Tuesday, February 23, 2010

I was just watching a few moments of last week's episode of Lost (not my fave show but it holds my interest), and was reminded that the show featured the Stooges' song "Search and Destroy" prominently in a scene early in the episode. When I watched the whole episode last week the song totally took me by surprise - I mean, sure, Stooges songs have been turning up in Nike commercials and such for the past few years but somehow it's still surprising when a song so aggressive and downright bad-ass shows up in such a mainstream pop culture place.

All the more interesting is the fact that the song isn't just there in the background but it's right there in the foreground during the scene in question, when the super-weird John Locke (a character who literally doesn't seem to be himself in this season's episodes) happens upon the show's bad boy character, James Sawyer, who's sulking by himself in an abandoned house drinking a bottle of liquor. An interesting mix of song and character, and one of the first times I've seen a prime time TV show use such a raw rock and roll song in a way that wasn't either tongue in cheek or doused with an aura of moral panic.

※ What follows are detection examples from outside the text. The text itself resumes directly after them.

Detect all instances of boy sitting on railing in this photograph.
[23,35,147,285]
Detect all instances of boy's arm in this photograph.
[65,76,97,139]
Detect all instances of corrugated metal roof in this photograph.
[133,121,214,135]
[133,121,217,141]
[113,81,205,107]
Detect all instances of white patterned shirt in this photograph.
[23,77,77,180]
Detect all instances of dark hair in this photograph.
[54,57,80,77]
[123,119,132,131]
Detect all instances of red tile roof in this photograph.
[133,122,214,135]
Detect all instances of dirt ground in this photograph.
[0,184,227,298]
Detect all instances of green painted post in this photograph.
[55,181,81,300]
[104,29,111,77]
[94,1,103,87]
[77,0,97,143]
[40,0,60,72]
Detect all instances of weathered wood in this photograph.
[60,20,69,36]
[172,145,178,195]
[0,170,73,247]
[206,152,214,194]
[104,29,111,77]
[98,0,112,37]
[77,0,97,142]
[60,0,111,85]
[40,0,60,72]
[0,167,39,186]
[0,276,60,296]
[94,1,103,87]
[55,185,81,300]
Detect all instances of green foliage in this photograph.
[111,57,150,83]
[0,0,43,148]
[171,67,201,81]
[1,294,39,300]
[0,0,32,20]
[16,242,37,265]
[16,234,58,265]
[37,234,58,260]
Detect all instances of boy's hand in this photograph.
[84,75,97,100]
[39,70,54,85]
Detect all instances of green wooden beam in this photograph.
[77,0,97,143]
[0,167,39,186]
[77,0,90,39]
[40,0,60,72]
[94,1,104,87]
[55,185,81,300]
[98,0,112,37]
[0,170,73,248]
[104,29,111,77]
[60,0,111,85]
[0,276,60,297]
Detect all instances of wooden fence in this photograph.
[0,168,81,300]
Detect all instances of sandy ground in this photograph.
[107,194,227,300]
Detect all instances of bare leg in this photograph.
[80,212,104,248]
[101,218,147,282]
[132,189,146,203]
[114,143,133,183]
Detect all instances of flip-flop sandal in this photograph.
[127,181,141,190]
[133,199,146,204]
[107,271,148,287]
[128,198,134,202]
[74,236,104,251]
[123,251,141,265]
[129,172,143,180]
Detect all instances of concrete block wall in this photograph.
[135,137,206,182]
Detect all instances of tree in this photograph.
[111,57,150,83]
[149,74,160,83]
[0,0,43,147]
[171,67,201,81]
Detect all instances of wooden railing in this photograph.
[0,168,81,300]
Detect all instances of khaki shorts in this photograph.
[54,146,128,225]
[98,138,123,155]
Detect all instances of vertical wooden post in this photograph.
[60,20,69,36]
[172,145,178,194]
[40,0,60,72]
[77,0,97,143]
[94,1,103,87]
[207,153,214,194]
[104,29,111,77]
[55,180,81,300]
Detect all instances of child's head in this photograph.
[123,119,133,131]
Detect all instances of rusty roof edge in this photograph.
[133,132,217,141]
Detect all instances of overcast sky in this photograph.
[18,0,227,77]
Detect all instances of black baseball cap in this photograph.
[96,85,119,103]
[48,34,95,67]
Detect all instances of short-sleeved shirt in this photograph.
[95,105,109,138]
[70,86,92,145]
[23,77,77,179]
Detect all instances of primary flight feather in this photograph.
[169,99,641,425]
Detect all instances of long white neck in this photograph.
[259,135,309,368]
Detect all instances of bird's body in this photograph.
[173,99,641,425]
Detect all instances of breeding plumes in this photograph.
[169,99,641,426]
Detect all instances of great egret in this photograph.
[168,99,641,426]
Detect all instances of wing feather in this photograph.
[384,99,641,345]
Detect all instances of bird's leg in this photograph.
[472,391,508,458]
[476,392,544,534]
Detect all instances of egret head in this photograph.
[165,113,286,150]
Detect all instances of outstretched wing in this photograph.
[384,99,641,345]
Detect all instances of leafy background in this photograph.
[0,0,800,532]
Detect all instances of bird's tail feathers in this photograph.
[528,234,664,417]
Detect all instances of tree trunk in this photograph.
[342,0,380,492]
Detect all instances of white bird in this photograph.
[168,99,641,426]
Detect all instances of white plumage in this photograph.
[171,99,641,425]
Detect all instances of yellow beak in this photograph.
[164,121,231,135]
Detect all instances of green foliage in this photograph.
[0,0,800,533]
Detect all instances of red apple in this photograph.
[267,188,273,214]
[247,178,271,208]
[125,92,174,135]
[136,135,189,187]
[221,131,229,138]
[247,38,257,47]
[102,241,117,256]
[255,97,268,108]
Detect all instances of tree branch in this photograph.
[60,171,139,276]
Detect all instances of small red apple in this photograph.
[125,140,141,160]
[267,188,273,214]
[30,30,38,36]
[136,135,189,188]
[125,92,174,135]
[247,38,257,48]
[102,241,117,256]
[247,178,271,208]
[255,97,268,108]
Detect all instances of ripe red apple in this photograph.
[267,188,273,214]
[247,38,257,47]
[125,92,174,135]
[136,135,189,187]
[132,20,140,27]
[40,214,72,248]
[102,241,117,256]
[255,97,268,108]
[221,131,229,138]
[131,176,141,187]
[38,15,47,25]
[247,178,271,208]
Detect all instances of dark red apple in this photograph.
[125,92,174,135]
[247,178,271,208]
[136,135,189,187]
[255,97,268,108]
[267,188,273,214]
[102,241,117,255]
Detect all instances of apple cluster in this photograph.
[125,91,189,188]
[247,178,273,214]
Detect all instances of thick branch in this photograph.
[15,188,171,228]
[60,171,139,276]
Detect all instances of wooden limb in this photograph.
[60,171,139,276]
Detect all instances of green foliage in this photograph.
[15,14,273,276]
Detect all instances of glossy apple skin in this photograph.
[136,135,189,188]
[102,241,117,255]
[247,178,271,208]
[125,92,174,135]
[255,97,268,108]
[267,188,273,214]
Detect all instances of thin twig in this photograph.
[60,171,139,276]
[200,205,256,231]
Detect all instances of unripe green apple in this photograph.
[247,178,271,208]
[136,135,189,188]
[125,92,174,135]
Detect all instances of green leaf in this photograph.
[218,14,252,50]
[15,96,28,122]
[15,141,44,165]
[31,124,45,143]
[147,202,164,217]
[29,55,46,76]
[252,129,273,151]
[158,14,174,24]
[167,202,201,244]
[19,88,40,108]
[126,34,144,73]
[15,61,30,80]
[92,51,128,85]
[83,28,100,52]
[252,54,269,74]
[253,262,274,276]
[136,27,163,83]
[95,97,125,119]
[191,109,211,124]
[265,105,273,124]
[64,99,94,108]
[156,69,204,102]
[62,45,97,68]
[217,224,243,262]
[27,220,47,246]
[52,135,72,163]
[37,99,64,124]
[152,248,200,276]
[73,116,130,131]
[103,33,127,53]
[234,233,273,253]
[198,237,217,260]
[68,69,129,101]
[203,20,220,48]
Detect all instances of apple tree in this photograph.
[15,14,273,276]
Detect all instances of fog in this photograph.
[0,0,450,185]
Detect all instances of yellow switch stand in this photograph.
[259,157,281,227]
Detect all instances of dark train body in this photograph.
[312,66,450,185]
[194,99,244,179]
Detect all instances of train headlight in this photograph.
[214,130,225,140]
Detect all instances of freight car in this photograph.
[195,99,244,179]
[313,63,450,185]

I'm very curious as to how much thought was put into the choice of song by the producers of the show. Lost isn't one of those shows where the soundtrack is usually a big point of interest - it's not like The Sopranos or, in a totally different vein, Gilmore Girls, shows where the soundtrack continually fed into the story and character development. Who decided that "Search and Destroy" should be such a centerpiece?


  1. Yes, the Stooges had a role in that scene with /Sawyer, didn't they? A little volume when Locke walked into the house in shambles. Lost doesn't use music as markers like some shows, but I seem to recall viewers/listeners were treated to the Pixies playing in Jack's truck in a different episode.

    Hey, you never commented on the blog post I did inspired by your book.

  2. Hi Chris. I thought that linking your blog to mine was my way of "commenting," a gesture of saying "thanks, man." I've been wary of commenting on blog posts that talk about my book, even though I appreciate it deeply when people discuss it - seems sort of egotistical to me to chime in as THE AUTHOR. But maybe I need to get over it.